AntreasAntoniou / HowToTrainYourMAMLPytorch

The original code for the paper "How to train your MAML" along with a replication of the original "Model Agnostic Meta Learning" (MAML) paper in Pytorch.
https://arxiv.org/abs/1810.09502
Other
773 stars 137 forks source link

About the configs of `MAML` and `MAML++` #29

Closed yang-jin-hai closed 4 years ago

yang-jin-hai commented 4 years ago

I noticed that MAML and MAML++ configs for mini-imagenet differ in the term of "total_epochs_before_pause" (100 for the former and 101 for the latter), I'm wondering what this config means and why they are different. The "total_epochs_before_pause" configs of omniglot seem to be identical.

Also, I also noticed the config "first_order_to_second_order_epoch" is set to be -1, seems to be a conflict to the Derivative-Order Annealing strategy.

Thanks in advance!

yang-jin-hai commented 4 years ago

Also, I noticed that MAML++ configs for mini-ImageNet don't use Cosine Annealing of Meta-Optimizer Learning Rate strategy since the min-learning rate is set the same as the initial learning rate.

AntreasAntoniou commented 4 years ago

"total_epochs_before_pause" is a hyperparameter that controls how often python will exit. I used it mainly because I sometimes had to break my experiments in multiple chunks due to compute limitation on clusters.

The first_order_to_second_order_epoch is overall useful at speeding things up and is used at various experiments. However, in some other cases you might converge faster without it. Hence why I left it like that in some cases.

On Sun, 5 Apr 2020 at 06:46, WannaSeaU notifications@github.com wrote:

I noticed that MAML and MAML++ configs for mini-imagenet differ in the term of "total_epochs_before_pause" (100 for the former and 101 for the latter), I'm wondering what this config means and why they are different. The "total_epochs_before_pause" configs of omniglot seem to be identical.

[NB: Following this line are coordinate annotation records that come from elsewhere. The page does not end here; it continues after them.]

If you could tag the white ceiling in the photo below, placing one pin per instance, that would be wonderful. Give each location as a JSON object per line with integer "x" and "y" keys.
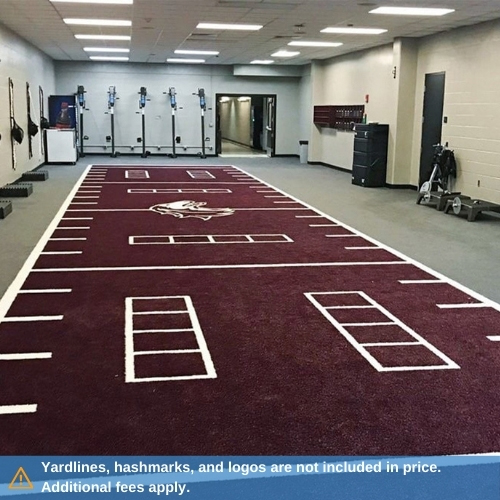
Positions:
{"x": 161, "y": 26}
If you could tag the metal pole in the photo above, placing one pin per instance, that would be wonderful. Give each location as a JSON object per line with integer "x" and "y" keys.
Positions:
{"x": 203, "y": 155}
{"x": 144, "y": 155}
{"x": 173, "y": 134}
{"x": 82, "y": 154}
{"x": 113, "y": 153}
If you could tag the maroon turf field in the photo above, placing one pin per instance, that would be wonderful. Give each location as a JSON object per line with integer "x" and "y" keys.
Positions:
{"x": 199, "y": 311}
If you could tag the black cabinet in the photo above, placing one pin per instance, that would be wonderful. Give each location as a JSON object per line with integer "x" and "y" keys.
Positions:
{"x": 369, "y": 166}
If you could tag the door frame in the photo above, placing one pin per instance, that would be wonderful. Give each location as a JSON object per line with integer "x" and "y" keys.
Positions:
{"x": 218, "y": 137}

Also, I also noticed the config "first_order_to_second_order_epoch" is set to be -1, seems to be a conflict to the Derivative-Order Annealing strategy.

Thanks in advance!

— You are receiving this because you are subscribed to this thread. Reply to this email directly, view it on GitHub https://github.com/AntreasAntoniou/HowToTrainYourMAMLPytorch/issues/29, or unsubscribe https://github.com/notifications/unsubscribe-auth/ACSK4NXR7Z5XDDRTYQ5KZITRLALL7ANCNFSM4MAEB6YA .

AntreasAntoniou commented 4 years ago

That's because in certain experiments you can converge faster without the cosine annealer. I provided the exact configs to reproduce the results I have in the paper.

On Mon, 6 Apr 2020 at 16:00, WannaSeaU notifications@github.com wrote:

Also, I noticed that MAML++ configs for mini-ImageNet don't use Cosine Annealing of Meta-Optimizer Learning Rate strategy since the min-learning rate is set the same as the initial learning rate.

— You are receiving this because you are subscribed to this thread. Reply to this email directly, view it on GitHub https://github.com/AntreasAntoniou/HowToTrainYourMAMLPytorch/issues/29#issuecomment-609848093, or unsubscribe https://github.com/notifications/unsubscribe-auth/ACSK4NW2YCSEBQZCWYKBU5LRLHVAPANCNFSM4MAEB6YA .

yang-jin-hai commented 4 years ago

Thanks! I've read all the codes, and it benefits me a lot! I can reproduce the results in the paper with the configs you provided. Awesome work!